Archimage
- Industry: Video games
- Headquarters: Houston, USA

= Archimage =

Archimage is a Houston-based visual arts studio that has used its experience in computer-based architecture to specialize in serious video game development for the medical research community. Archimage created Escape From Diab and Nanoswarm: Invasion from Inner Space, two multimillion-dollar PC games funded by the National Institutes of Health to combat obesity and type 2 diabetes in children.

==Early history==
Archimage, Inc was formed in Houston, Texas in 1990. The firm is the successor to Buday Wells, Architects, (Richard Buday, AIA and Dwayne Wells, AIA, RIBA partners) formed in 1983.

Throughout most of its history, Archimage has been the poster child for creative companies successfully adapting to rapidly changing market conditions. Buday Wells, Architects, which opened during a severe contraction in Houston's oil-based economy, was an early pioneer in the use of computers in architecture. When founding partner Dwayne Wells died in 1990, the company incorporated as Archimage to more fully reflect its hybrid design practice. A variety of non-traditional architecture commissions such as broadcast television commercials resulted in the company winning 14 Caddie awards for its innovative computer-based design work in the architecture world.

The visibility Archimage gained from its commissions and awards resulted in work expanding into mainstream animation. In 1992, Nintendo of America used the firm to create an animated trade show presentation, and business from the Walt Disney Company soon followed with the design of "Happy Castle." In 1994, Archimage was enlisted to create 3D games and environments for 3D Dinosaur Adventure.

==Serious Video Game Design and Production==
Much of Archimage's recent work has been in a new area of interactive media called Games for Health, a genera of serious games. Their work in this field began by creating interactive tools for researchers at Baylor College of Medicine in the early '90s, which was later followed by the production and design of several multimedia behavioral interventions research projects created for kids. Archimage is one of the few design firms in this specialized area of game design.

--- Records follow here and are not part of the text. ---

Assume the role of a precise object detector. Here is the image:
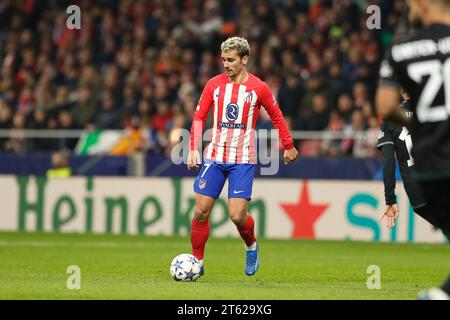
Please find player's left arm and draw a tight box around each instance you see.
[375,49,411,129]
[260,84,298,164]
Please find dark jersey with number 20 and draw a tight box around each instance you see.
[377,101,425,209]
[380,24,450,180]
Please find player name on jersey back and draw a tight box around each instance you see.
[392,37,450,62]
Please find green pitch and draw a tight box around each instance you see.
[0,232,450,300]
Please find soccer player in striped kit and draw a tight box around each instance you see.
[187,37,298,276]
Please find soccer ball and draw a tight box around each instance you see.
[170,253,200,281]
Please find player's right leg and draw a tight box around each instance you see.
[191,160,226,275]
[418,179,450,300]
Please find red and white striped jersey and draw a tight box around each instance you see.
[190,72,294,163]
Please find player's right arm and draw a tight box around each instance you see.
[377,122,399,228]
[187,81,214,170]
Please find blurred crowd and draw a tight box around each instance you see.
[0,0,404,157]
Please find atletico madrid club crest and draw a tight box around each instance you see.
[198,179,206,190]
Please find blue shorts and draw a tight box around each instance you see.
[194,160,255,200]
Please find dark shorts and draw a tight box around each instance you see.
[194,160,255,200]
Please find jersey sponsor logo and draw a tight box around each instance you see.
[218,122,245,129]
[226,103,239,121]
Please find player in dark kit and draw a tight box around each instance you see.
[376,0,450,300]
[377,90,435,228]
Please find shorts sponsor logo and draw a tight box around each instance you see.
[198,179,206,190]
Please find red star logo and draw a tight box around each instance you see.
[281,180,328,239]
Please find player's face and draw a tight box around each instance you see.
[221,50,248,78]
[408,0,422,29]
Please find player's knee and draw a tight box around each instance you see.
[230,214,246,227]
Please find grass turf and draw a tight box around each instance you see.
[0,232,450,300]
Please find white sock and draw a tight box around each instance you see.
[245,241,256,250]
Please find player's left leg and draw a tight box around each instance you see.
[228,164,259,276]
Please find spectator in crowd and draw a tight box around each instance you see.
[0,0,404,158]
[46,151,72,178]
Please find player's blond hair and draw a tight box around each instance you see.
[220,37,251,58]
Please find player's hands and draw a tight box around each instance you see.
[186,150,200,171]
[380,204,398,228]
[283,147,298,164]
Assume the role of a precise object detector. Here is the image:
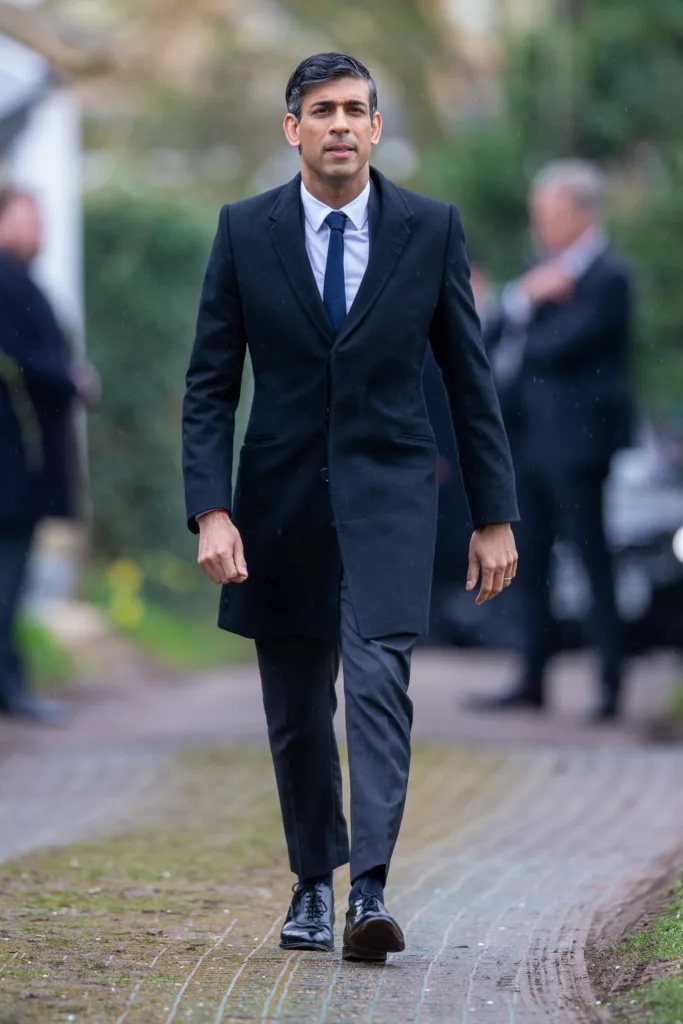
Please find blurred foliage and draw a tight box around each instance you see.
[285,0,455,145]
[613,160,683,422]
[83,561,255,671]
[16,616,74,691]
[422,118,528,281]
[86,195,213,556]
[424,0,683,414]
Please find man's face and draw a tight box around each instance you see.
[0,196,42,263]
[285,78,382,184]
[529,185,595,255]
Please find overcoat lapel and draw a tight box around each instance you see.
[270,174,335,343]
[270,168,413,344]
[336,168,413,344]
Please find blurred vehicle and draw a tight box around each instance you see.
[429,427,683,654]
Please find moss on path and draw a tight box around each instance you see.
[0,749,501,1024]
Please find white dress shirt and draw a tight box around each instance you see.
[490,227,608,387]
[301,181,371,312]
[196,181,370,520]
[501,227,607,327]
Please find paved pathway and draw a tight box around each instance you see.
[0,654,683,1024]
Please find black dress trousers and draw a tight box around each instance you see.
[256,581,417,879]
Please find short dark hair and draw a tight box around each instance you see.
[285,53,377,121]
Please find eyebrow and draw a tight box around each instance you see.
[310,99,368,110]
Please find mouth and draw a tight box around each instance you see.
[325,142,355,157]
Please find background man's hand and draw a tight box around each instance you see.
[467,523,517,604]
[518,263,574,306]
[198,511,248,584]
[72,362,102,409]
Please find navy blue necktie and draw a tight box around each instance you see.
[323,211,347,334]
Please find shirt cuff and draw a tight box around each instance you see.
[501,284,533,327]
[195,509,228,522]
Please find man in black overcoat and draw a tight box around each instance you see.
[474,160,634,721]
[0,189,96,723]
[183,53,517,961]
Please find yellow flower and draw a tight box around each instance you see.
[106,559,142,594]
[110,594,144,630]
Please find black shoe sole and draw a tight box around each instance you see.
[462,697,546,714]
[342,919,405,962]
[280,939,335,953]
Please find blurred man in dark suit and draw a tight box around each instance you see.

In 2003, the firm was awarded a Small Business Innovative Research Grant from the National Institute of Diabetes and Digestive and Kidney Diseases, a division of the National Institutes of Health, to create two computer-based interventions for childhood obesity and Type 2 Diabetes. Archimage worked with behavior psychologists, nutritionists, and physical activity experts at the Children's Nutrition Research Center of Baylor College of Medicine to create two epic PC adventure video games about healthy eating and exercise entitled Escape from Diab and Nanoswarm: Invasion from Inner Space. Escape From Diab won several design awards including a Horizon Interactive Media Award, a Webby Award Nomination and an INDEX Award. Both games have gone under extensive clinical testing by BCM for efficacy in changing children's diet and exercise behaviors.

With the knowledge gained from these two large serious game projects, Archimage transformed its design practice again in 2007 with a new focus on Web-based health game development. Playnormous was created as a way to give the general public access to research-based health games. Playnormous games are also created with the guidance of the medical community from Baylor College of Medicine and The University of Texas Health Science Center and are designed to change nutrition and physical activity lifestyle behaviors in children and their parents.